Summary:

Hagiwara and colleagues investigated the effects of childhood cancer treatment on the clonal composition of blood. Their findings provide strong evidence that treatment promotes clonal outgrowths (clonal hematopoiesis) in childhood cancer survivors.

See related article by Hagiwara et al., p. 844 (4).

Childhood cancer survivors experience a heavy burden of long-term complications, including earlier onset of aging-associated cardiometabolic conditions and significant risk of secondary malignancies (1, 2). Predicting and mitigating these late effects of treatment have emerged as pressing challenges in an era when most children with cancer can be cured of their primary malignancy. Cytotoxic treatments, encompassing chemotherapeutics and ionizing radiation, are the fulcrum of effective childhood cancer therapy and are also accountable for the bulk of late effects. Cytotoxic treatments may damage organs through direct cell killing or by inflicting sublethal mutational damage that interferes with cellular function. Moreover, mutational damage may impart a selective advantage on some cells that leads to the distortion of the clonal composition of damaged tissue. This clonal diversity constitutes the substrate for natural selection at the cellular level, which can culminate in secondary cancers.

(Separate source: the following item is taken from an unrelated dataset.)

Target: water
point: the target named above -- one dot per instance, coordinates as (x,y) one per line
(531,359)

Due to ease of representative sampling, the hematopoietic system offers an insightful vantage point for studying the impact of age and cytotoxic exposures on tissue clonal dynamics over time. Clonal hematopoiesis (CH) refers to the disproportionate expansion of one somatically mutated hematopoietic stem cell (HSC) clone relative to others. CH becomes increasingly common with age in the general population and is associated with increased overall mortality attributable to both cardiometabolic and malignant conditions (3). Numerous studies have demonstrated that CH is particularly prevalent in adult cancer patients (3). Moreover, CH has emerged as a potentially promising biomarker for the risks of second malignancies and other adverse outcomes of cancer treatment in adults (3). However, the long-term prevalence, genetic landscape, natural history, and clinical significance of CH in childhood cancer survivors are poorly understood. It is in this context that Hagiwara and colleagues contribute a landmark study (4) of CH in survivors of childhood cancer drawn from the St. Jude Lifetime Cohort Study (SJLIFE).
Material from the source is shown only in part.